I suddenly dreaded the idea of going to classes and hated registration, even with changing my major to my real skill set in Literature. I took one semester during Sophomore year to raise my GPA with gen-eds, but it never felt worth it. I got elected to the position of president in my favorite student organization, and that was all I had for a while.
At the end of that year, I was told I was nominated for recognition at an award ceremony for this, and that was when I finally heard the word I had been feeling on and off again for the past four semesters: Burn-Out.
"Y'all, burn-out is real," she said into the mic after spending a very long time being the GA of the Resource Center. And wow, I realized I was already feeling it - "But I'll be fine, I'll just keep on pushing on! Fake it 'til you make it!" was my motto all summer and Junior year.
And Junior year did happen. It was my worst year of college ever. I was late to every single class, I used every absence I was allowed to, did nothing but sleep and avoid the world. I slept like crazy, my emotions were at rock bottom and turning into dust, and I did whatever it took to get by and do it crazily.
I very shamefully tell the story of how I completely forgot I had a mid-term in a class, barely touched the books (ouch, I'm sorry, I love books, I promise) and literally got a 100% on that midterm. I tape it to the wall to remind me that even in hard times, I succeed.
But I definitely had three hours of panic immediately after turning the blue book in. I still panic thinking about walking into that period. Don't even ask me about my Bible course.
The Burn-Out hit me like a train Junior year. I hated school, I hated the organization I built from the ground up. I hated the way other people made me feel. I hated classes. I hated reading.
I was a Literature major who hated reading.
I was crying so often that on days where I didn't I was so surprised that I started crying about how I hadn't cried. I managed to hide how often I was shaking. I managed to Fake It 'til I Made it in all my classes and passed. Even got my GPA to raise a bit. But man, I hated it all, and it nearly destroyed me to do it.
After taking the necessary precautions to stop feeling the burn-out as acutely as I did when I entered my senior year, I started saying, "it's just the last two semesters. It won't be bad!"
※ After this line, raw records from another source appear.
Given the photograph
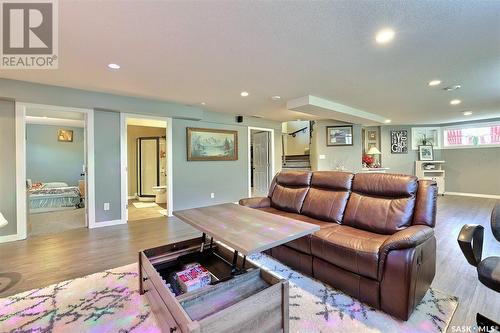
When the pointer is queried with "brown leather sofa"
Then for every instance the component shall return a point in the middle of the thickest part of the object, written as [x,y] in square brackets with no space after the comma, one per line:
[376,240]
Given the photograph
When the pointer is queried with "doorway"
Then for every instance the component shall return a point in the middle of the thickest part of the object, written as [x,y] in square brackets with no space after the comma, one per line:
[146,167]
[261,160]
[55,185]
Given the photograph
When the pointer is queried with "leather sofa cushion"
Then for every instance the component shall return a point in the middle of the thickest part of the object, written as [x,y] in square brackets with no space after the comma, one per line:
[327,197]
[425,206]
[385,185]
[349,248]
[290,190]
[381,203]
[302,244]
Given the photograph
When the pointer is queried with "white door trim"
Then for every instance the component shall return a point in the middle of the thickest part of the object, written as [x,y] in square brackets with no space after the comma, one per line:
[124,153]
[21,200]
[271,155]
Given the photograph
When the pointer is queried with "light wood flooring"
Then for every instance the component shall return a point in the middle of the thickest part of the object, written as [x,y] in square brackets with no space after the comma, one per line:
[47,259]
[55,222]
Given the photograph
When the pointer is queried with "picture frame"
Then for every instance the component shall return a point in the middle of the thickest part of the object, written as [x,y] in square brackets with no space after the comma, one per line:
[208,144]
[399,142]
[339,136]
[372,135]
[426,153]
[64,135]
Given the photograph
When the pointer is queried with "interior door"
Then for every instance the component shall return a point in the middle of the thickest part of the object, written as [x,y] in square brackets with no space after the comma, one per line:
[260,167]
[148,165]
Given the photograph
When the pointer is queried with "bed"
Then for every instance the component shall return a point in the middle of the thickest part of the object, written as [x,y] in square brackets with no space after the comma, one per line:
[50,197]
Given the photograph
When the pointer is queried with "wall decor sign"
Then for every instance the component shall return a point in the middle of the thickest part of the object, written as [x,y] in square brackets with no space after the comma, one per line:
[339,135]
[65,135]
[426,153]
[206,144]
[399,142]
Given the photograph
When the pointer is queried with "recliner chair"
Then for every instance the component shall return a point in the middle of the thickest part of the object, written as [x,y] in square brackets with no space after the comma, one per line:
[470,241]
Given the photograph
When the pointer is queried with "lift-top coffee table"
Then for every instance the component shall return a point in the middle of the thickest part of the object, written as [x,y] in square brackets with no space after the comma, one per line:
[242,297]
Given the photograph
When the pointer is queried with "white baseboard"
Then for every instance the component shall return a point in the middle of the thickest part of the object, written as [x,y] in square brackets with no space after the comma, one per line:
[107,223]
[9,238]
[477,195]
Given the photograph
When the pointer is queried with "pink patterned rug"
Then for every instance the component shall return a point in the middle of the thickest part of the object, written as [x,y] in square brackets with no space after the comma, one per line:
[109,302]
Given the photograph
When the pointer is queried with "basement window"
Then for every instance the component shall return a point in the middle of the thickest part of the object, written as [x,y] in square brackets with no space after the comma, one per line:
[472,135]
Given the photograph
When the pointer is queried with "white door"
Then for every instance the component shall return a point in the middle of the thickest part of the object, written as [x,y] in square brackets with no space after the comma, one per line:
[260,167]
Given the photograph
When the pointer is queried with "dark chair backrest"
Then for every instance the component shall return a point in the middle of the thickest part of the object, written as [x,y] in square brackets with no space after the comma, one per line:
[495,221]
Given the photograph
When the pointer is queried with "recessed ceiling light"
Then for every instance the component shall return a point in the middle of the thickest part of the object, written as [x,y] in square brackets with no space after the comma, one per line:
[384,36]
[451,88]
[434,83]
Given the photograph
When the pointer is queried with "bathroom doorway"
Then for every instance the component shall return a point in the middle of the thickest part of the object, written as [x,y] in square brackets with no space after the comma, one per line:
[146,167]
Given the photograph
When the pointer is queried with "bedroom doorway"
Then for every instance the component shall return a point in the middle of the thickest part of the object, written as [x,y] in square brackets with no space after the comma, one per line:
[260,160]
[55,146]
[146,167]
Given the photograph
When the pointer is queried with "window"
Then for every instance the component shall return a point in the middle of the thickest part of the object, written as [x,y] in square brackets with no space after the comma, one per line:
[472,135]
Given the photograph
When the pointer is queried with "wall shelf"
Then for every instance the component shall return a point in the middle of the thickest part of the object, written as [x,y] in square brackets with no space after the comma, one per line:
[432,170]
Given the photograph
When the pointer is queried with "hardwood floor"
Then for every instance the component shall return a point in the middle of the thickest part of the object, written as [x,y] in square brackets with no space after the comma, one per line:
[47,259]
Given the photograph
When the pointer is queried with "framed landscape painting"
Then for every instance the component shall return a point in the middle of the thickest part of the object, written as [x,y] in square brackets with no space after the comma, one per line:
[205,144]
[64,135]
[339,135]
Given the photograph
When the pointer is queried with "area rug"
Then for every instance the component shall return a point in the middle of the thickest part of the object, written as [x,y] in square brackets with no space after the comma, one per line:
[145,204]
[109,301]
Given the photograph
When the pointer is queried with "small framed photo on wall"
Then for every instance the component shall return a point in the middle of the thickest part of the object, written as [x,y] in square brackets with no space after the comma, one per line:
[65,135]
[426,153]
[339,135]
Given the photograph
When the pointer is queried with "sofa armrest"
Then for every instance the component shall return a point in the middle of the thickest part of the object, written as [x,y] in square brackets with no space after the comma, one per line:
[257,202]
[408,238]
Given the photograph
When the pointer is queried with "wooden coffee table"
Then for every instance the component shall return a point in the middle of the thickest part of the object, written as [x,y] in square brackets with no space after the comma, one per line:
[244,299]
[244,229]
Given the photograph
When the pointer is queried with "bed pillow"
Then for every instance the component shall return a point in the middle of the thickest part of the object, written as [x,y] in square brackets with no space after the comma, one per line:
[36,186]
[55,185]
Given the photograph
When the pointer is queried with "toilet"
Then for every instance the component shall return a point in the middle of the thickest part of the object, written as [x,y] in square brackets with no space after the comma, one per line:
[160,193]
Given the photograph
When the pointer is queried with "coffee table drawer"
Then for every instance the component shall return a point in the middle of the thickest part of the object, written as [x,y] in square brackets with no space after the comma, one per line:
[252,301]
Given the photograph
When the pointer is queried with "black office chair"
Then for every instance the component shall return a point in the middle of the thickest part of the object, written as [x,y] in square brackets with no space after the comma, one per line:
[470,240]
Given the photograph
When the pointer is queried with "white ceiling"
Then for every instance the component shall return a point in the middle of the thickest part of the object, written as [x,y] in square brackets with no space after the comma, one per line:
[194,51]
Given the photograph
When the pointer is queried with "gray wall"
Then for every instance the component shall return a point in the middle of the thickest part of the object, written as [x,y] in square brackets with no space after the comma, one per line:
[348,157]
[210,176]
[49,160]
[8,166]
[473,170]
[195,180]
[107,165]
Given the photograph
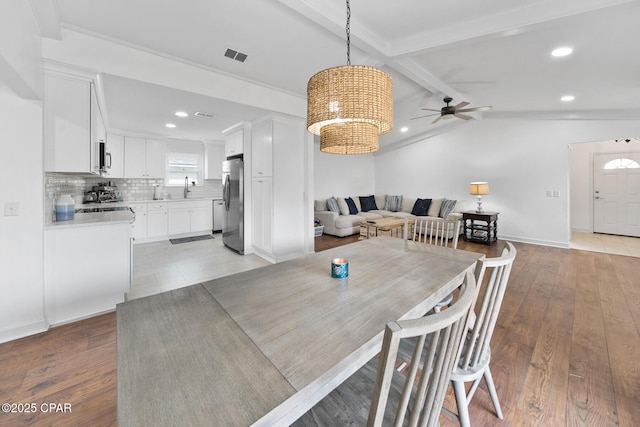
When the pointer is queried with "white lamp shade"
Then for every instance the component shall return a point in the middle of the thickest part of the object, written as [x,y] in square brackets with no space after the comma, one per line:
[479,188]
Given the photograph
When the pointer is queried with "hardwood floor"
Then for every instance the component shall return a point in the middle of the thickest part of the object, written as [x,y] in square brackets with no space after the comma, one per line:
[566,350]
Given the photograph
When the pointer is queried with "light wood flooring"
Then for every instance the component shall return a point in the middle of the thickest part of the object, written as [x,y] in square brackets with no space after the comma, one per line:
[566,350]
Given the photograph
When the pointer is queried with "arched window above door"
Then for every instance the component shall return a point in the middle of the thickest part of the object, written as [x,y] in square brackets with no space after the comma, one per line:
[622,163]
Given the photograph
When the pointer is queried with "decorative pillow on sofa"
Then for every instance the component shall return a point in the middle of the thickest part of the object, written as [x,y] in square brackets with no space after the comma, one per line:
[352,206]
[421,207]
[332,205]
[447,207]
[344,208]
[434,207]
[393,203]
[320,205]
[368,203]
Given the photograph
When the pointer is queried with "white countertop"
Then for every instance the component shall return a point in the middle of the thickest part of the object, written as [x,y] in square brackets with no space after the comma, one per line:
[93,218]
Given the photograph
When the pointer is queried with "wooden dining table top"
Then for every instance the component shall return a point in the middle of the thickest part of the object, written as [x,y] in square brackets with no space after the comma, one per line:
[263,346]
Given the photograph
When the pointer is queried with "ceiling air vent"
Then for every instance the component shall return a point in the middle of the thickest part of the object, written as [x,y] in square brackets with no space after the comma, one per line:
[234,54]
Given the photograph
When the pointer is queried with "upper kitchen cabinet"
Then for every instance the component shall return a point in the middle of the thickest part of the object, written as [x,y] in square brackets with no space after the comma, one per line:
[214,154]
[235,138]
[114,158]
[262,150]
[73,126]
[144,158]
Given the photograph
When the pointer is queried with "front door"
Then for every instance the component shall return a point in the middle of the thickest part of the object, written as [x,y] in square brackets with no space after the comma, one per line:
[616,186]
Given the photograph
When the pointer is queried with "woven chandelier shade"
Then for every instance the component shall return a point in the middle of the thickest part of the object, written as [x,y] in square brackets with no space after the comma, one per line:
[349,106]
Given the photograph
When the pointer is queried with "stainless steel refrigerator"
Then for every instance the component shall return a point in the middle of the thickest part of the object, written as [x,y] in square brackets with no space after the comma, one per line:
[233,196]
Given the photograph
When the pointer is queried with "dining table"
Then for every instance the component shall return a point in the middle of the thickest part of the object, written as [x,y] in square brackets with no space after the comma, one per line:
[263,346]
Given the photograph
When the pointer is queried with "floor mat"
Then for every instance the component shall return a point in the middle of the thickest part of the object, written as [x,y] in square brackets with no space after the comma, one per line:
[191,239]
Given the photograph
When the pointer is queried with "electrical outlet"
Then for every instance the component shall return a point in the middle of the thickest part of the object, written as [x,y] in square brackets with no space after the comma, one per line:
[11,208]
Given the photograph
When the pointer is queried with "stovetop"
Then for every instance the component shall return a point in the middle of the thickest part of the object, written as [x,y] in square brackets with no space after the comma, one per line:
[102,209]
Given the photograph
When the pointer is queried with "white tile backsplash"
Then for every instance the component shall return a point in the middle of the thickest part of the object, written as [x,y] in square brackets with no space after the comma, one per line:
[57,184]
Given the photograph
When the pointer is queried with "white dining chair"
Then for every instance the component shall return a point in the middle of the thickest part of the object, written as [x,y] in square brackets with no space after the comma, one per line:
[417,395]
[439,232]
[476,353]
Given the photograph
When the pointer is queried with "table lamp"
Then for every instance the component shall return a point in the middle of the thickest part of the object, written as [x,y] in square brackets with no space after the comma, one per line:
[479,189]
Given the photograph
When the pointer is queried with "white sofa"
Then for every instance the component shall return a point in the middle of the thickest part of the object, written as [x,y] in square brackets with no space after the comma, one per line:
[343,223]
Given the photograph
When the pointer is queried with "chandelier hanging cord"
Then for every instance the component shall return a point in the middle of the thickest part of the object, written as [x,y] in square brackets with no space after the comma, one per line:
[348,33]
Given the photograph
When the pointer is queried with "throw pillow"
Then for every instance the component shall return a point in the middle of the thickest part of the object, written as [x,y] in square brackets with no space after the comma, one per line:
[421,207]
[332,204]
[352,206]
[393,203]
[447,207]
[320,205]
[368,203]
[344,208]
[434,207]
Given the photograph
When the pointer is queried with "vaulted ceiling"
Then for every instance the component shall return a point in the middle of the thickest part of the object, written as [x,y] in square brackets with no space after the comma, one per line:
[494,52]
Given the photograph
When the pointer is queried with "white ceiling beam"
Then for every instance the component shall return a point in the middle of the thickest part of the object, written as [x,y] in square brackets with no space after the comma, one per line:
[46,13]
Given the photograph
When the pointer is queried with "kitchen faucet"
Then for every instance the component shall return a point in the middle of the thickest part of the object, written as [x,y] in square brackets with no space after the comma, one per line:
[186,186]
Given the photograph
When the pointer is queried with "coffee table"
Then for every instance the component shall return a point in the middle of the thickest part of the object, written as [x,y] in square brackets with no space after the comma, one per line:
[388,226]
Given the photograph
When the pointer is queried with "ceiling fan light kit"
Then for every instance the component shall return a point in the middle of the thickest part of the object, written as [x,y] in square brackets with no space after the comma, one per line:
[349,106]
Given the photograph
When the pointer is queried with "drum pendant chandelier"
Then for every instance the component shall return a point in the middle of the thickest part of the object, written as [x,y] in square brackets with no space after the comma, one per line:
[349,106]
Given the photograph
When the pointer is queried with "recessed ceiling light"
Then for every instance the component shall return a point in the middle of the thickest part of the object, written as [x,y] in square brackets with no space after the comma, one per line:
[562,51]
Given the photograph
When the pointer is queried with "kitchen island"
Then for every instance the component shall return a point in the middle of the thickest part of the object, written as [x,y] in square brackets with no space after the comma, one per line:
[87,265]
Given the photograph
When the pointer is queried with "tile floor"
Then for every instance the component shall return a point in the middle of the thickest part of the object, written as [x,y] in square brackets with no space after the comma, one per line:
[163,266]
[608,243]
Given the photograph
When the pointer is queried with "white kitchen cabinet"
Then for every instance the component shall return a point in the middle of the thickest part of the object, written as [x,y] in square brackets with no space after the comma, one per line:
[115,156]
[140,223]
[214,154]
[262,200]
[194,216]
[71,119]
[278,220]
[87,270]
[235,139]
[218,212]
[262,150]
[156,219]
[144,158]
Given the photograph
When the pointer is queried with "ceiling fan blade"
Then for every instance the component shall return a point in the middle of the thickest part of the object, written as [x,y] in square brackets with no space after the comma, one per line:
[466,110]
[422,117]
[462,116]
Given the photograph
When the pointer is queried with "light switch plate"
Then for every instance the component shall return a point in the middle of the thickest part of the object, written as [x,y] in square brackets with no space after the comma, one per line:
[11,208]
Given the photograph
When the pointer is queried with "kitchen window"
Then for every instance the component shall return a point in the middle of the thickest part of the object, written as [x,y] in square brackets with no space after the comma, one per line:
[184,159]
[181,165]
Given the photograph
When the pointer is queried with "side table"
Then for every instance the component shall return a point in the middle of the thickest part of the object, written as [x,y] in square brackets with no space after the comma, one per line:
[481,227]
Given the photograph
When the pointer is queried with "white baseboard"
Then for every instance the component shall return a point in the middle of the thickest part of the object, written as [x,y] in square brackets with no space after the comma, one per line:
[23,331]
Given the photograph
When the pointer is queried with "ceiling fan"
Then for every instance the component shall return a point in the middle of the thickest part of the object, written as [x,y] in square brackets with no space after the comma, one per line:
[452,110]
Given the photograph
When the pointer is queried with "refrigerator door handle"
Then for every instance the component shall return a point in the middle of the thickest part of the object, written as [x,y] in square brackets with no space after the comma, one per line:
[226,193]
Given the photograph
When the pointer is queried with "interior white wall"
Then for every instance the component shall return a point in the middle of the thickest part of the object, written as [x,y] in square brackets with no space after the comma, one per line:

It was a nice thought, but also naive.
Senior year has been kicking me in the gut every five minutes. There are money issues. There are fears, projects, money issues, and friendships to maintain. There's a new job and internship applications. On top of everything else? A classmate from high school recently died. Again, there are money issues. There's my mom, my sister, my family, and there are friends. Can't forget there are money issues. Can you tell where my anxiety planted its roots?
Senior year Burn-Out is arguably worse than any other. I am literally holding my graduation cap and yet have the dread of "I'm never getting out of here, so what's the point?" I see friends on a daily basis and have to pretend that I have all the energy in the world to pull myself by the bootstraps to turn in assignments on a Friday when I had just finished a ten-hour shift at work.
I have to pretend that I have no idea that there were assignments and reading prompts on Sunday night because Sunday night was after a 5 hour early open shift and 5 hour meetings in heels that are slightly too small and I just don't feel like prioritizing a two paragraph response to a fourteen page article when I'm tired and hungry.
This Burn-Out drills you from the inside out: you start by losing the emotional investment, then the physical investment takes its toll and you just stop standing up to do the things. A lot of people call this "depression," but as someone who also knows what that is, this is its own beast. Burn-Out is the other supervillain in town that just gives a respectful nod to Depression when you're just trying to save yourself.
Man, I am tired, and that phrase might go on my graduation cap with glitter and flowers.